Le Massacre des Lucs Pierre MarambaudAutre point concernant Jean-Clément Martin : comment peut-on invoquer son livre sur les Lucs-sur-Boulogne, quand le professeur Marambaud, de l’Université de Nice, a démontré par une approche des plus scientifiques la réalité des massacres des 28 février et 1er mars 1794 ? A moins de s’obstiner à refuser tout ce qui émane d’historiens non labellisés par la Société… On pourrait étendre la remarque aux commentaires sur Carrier au sujet duquel ne règneraient que des « incertitudes ». Pour les dissiper, je peux recommander la lecture des travaux d’historiens qui, s’ils n’ont pas reçu l’imprimatur de la Société, ont toutefois amplement contribué à éclairer l’histoire de la Révolution à Nantes.

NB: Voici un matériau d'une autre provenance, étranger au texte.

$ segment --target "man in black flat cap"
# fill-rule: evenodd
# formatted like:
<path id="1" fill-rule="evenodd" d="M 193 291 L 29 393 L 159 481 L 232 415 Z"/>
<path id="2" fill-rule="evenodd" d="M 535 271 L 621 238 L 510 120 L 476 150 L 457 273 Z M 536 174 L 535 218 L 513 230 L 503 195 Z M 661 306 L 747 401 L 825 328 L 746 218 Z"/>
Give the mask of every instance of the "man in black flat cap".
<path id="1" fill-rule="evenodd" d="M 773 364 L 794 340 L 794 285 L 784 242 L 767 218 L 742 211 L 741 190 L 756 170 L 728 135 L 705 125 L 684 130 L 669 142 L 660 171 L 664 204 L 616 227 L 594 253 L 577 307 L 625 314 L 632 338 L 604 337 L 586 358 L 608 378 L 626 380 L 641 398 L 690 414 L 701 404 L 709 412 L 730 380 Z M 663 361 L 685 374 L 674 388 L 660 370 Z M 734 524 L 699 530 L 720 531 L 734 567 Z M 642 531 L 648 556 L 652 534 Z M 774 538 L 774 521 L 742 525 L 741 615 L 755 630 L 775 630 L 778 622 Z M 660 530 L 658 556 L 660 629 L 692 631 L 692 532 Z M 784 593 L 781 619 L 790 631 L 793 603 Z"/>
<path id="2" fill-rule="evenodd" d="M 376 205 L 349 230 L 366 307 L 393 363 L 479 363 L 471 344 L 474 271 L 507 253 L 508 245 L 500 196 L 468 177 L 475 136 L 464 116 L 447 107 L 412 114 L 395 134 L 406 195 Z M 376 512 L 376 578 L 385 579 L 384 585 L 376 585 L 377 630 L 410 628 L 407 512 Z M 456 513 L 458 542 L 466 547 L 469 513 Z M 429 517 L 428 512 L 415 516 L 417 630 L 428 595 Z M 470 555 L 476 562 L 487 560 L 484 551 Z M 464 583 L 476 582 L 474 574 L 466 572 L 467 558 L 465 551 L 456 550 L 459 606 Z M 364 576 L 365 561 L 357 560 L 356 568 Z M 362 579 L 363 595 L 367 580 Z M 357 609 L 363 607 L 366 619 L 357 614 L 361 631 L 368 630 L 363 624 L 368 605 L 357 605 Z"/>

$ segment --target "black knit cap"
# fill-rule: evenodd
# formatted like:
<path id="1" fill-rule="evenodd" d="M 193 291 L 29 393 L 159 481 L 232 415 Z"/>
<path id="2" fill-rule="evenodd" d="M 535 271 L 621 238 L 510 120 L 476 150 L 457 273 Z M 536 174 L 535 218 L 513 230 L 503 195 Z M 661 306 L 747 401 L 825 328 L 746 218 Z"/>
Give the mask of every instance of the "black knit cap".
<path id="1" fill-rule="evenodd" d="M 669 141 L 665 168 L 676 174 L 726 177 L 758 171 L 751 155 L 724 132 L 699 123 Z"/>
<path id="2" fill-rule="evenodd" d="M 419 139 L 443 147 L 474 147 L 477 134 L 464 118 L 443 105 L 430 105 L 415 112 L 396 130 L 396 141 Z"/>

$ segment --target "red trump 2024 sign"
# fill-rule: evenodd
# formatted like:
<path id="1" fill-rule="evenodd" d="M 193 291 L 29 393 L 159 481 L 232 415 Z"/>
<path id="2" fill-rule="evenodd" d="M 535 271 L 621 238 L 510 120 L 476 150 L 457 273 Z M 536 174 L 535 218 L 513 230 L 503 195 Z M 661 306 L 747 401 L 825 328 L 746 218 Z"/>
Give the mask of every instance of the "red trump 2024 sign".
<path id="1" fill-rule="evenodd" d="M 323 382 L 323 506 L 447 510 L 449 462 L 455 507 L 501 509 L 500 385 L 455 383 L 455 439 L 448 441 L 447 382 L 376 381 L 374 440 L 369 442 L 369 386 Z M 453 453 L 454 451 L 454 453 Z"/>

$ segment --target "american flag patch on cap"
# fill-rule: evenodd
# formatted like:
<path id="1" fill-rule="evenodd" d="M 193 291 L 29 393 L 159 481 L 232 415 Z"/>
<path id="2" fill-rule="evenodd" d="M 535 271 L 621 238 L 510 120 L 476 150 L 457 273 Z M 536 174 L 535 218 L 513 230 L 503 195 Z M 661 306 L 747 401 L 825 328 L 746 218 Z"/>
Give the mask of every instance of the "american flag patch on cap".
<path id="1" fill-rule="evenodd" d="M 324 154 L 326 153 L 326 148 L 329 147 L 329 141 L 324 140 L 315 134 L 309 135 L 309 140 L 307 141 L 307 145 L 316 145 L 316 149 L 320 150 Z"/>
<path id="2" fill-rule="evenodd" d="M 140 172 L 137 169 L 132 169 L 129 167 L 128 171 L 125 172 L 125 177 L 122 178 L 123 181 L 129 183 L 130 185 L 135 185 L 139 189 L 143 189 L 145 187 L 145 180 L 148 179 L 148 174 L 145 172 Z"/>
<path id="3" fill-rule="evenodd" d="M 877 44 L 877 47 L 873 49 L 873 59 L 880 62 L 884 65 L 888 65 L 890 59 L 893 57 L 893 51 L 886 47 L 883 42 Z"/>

Sur le fond de la question, « Robespierre, bourreau de la Vendée », la dialectique n’a pas changé non plus. La victimisation de l’Incorruptible, qui n’aurait été ni un tyran, ni un dictateur, ressasse à l’envi la légende thermidorienne. Certes Robespierre n’endosse pas tous les crimes, puisque c’est tout le système révolutionnaire, totalitaire dans son essence, qui a conduit à la politique d’extermination d’une population jugée inassimilable au sein de la communauté nationale. Sa responsabilité est cependant majeure. S’il n’était pas un chef de parti, comme le dit M. Belissa, alors pourquoi sa chute aurait-elle constitué un tel bouleversement dans le cours de la Révolution française ?

Les autres critiques quant à l’émission de Franck Ferrand relèvent davantage de la forme que du fond : la musique choisie avec partialité ou encore l’iconographie contre-révolutionnaire. Comme si les robespierristes découvraient le mal que l’on vous fait lorsqu’on blesse la mémoire de ce qui vous est cher. Qu’ils se rassurent, les Vendéens l’endurent depuis plus de 200 ans.

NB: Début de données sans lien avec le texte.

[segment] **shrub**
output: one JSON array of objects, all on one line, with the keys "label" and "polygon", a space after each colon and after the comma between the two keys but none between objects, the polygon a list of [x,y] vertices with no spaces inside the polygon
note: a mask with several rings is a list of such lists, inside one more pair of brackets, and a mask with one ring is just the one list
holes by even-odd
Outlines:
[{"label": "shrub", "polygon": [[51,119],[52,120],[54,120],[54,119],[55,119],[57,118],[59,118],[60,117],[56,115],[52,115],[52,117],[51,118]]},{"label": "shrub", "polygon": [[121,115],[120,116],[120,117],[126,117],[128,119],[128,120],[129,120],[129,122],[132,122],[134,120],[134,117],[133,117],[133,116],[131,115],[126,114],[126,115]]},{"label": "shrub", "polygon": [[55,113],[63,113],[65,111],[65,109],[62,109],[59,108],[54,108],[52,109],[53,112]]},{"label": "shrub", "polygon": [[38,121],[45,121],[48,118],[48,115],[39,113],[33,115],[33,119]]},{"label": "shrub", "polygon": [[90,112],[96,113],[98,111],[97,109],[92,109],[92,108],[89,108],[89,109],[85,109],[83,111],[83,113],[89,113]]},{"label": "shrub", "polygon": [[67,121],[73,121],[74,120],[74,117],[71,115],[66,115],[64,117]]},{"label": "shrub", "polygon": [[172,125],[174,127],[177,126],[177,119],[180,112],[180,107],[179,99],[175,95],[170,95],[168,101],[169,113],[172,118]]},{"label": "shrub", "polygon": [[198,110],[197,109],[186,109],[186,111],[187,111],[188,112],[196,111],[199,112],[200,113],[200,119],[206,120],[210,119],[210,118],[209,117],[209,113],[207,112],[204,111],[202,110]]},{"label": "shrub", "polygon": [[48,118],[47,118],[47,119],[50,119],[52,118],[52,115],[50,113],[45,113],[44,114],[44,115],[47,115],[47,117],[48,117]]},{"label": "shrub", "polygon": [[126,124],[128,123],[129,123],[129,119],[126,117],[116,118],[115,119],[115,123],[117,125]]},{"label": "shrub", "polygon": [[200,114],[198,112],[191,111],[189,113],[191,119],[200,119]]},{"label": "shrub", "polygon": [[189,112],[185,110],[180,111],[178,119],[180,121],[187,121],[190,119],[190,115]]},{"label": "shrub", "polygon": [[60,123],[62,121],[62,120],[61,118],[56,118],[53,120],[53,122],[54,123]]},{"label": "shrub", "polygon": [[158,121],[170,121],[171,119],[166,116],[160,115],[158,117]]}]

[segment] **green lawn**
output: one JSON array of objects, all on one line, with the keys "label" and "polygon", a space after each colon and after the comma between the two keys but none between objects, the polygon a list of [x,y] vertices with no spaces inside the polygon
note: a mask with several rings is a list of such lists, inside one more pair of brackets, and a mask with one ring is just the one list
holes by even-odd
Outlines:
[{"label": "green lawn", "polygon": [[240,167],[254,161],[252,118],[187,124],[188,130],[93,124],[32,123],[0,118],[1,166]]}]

Pour ce qui est des approximations, des erreurs et des manipulations dénoncées par M. Belissa à l’encontre de l’émission, il vaut mieux être irréprochable pour avancer ce genre d’argument. Or, en la matière, dire à propos de l’Armée catholique et royale : « Il est vrai qu’elle n’a commis qu’un massacre, celui de Machecoul » a doit quoi faire bondir tous ceux qui connaissent un tant soit peu l’histoire de la Vendée. Rappelons qu’à l’époque des massacres de Machecoul, non seulement l’Armée catholique et royale n’était pas constituée, mais qu’elle n’est de toutes façons jamais intervenue dans le Pays de Retz au cours de ses campagnes militaires.

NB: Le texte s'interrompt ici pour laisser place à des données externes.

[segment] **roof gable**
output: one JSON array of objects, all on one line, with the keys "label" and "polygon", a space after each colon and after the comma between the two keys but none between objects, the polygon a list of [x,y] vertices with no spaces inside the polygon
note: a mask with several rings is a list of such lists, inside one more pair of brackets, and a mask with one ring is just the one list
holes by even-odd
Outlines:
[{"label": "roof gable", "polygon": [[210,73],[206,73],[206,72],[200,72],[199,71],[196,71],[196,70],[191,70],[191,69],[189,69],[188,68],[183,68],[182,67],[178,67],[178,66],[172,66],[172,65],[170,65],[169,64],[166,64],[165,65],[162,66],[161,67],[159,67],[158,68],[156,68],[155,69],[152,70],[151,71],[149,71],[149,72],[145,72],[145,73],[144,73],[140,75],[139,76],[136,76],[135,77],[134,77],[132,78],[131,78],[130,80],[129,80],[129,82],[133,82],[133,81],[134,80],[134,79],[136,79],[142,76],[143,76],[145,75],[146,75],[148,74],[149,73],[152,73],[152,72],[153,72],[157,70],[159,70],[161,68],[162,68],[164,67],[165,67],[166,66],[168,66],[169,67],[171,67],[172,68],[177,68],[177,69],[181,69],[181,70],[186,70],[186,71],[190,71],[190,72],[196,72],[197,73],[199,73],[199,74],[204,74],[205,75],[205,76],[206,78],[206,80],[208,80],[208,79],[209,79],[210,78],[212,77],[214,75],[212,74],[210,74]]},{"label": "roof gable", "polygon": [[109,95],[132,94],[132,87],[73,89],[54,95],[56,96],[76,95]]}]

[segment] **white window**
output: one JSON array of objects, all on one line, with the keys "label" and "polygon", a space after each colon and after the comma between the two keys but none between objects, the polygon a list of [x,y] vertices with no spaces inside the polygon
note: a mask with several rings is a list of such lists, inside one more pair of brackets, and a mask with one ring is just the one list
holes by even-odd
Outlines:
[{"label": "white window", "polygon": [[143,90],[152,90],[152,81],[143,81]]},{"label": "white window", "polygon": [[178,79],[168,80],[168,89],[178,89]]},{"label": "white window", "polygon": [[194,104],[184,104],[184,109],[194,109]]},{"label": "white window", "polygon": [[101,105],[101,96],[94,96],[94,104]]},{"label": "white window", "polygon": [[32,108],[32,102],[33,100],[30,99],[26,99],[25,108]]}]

Au terme de toutes les critiques qu’il égrène (approximations, erreurs, manipulations, etc.) M. Belissa y ajoute « une pincée d’anti-totalitarisme », comme si la lutte contre le totalitarisme pouvait être un motif de discrédit. Cette expression résume à elle seule tout le discours des défenseurs de Robespierre, et toute la légitimité de la démarche de ceux qui s’y opposent.